Swiss Army knives are incredibly useful tools. Open up the blades and you will find screwdrivers, saws and cutlery. But you wouldn’t want to cut down a tree with the saw, strip an engine with the screwdriver or serve dinner with that cutlery.

In a sense, that’s what we’re doing with PowerPoint, and then moaning about it. PowerPoint is an incredibly useful tool, but like a Swiss Army knife, it isn’t applicable to all situations. If you would never build a house with a Swiss Army knife, why would you write a report in PowerPoint?

If you think about what you’re actually trying to do with PowerPoint and about the context you’re using it in, you will build a more effective presentation, and avoid death by PowerPoint.

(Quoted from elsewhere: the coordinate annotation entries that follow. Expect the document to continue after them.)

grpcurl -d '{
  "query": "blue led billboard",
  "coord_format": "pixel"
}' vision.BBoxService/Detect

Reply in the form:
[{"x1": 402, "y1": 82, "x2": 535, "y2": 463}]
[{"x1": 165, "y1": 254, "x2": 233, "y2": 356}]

What Are You Doing With PowerPoint?

We see PowerPoint being used and abused in different situations. Each has a different goal, audience expectation, timing and format. When PowerPoint is used well, it’s because the author or presenter has thought about the situation, and (to steal a Tim Gunn phrase) “made it work.” When it’s abused, it’s largely because the presenter hasn’t thought about the audience or the context and is using a one-size fits all, Swiss Army knife approach.

Flip Deck

Types of Deck_FLIP DECK

This is the deck that you see on websites like Slide Share and Note and Point. The deck without a presenter. It carries your message without you. To work well, it needs to be designed that way. Imagine someone flipping through a magazine, scanning the headlines. To be viral, the content needs to be great, AND it has to visually tell a story. Used wisely, decks can be a key piece of your content marketing strategy.

Walking Around Deck


Ever had a brilliant idea, but you couldn’t gain traction? A point of view to share, but no takers? The walking around deck is how you get buy-in to your brilliant idea. A deck that you carry in your bag (or on your iPad) that contains the kernels of your ideas simply, and visually explained. When you see someone that you want to gain buy-in from, pull the deck out and walk them through it. Get their input, adjust your idea (that’s critical, it’s how it becomes a shared idea). Rinse and repeat.

Report Deck

Types of Deck_REPORT DECK

This is the deck that shouldn’t be presented. It’s the modern day equivalent of a white paper. You will see great examples of these at Change This. Report Decks are manifestos created in PowerPoint and meant to be read. They look fancy, you can pack them with visuals and charts, and as long as you’re reading them, they’re great. When you start presenting from them, you’ll start apologizing (“this is a little difficult to read in the back.”)

Pitch Deck

Types of Deck_PITCH DECK

The deck to arm your sales-force with. In the right hands, it’s an artful conversation, a blend of what you do and the story of your brand. Most importantly, it starts a dialogue with your customer. A conversation where you do half (or less) of the talking. It has all the right markers to tee up insights and provocative questions that get them talking about them, allowing you to paint yourself into that picture.

Training Deck


Ever snoozed through a day of training you didn’t need? Bombarded with information on product features, functions and selling points? Wouldn’t you rather learn? If a presenter (or trainer) has their training deck together and it’s oriented to learning, they avoid presenting a confusing collection of topics, especially those that can be found in a company manual. It’s entertaining, informative, simple to grasp, and above all, puts things in the audience’s context.

Board Deck

Types of Deck_BOARD DECK

The PowerPoint deck that’s used to manage and report on the state of your business. It’s a mix of strategy, data, results, and any initiatives you’re taking. Typically you’re presenting this to your boss, your bosses’s boss, or a board. They want to know if the business is in safe hands. They want to know what the current state is. They want to hear any alarm bells that should be raised. They want to know the future of the business. This is the deck to do it.

Keynote Deck

Types of Deck_KEYNOTE DECK

This is your time to shine, with an audience of three hundred colleagues and influencers in your industry. You’re the main conference speaker, and it’s time to put your business on stage. You’re aiming for a wow, and it’s not just the fresh perspective and your snappy speaking style that will do it. A blend of entertainment, insight and visual bravura from you and your deck will carry the day.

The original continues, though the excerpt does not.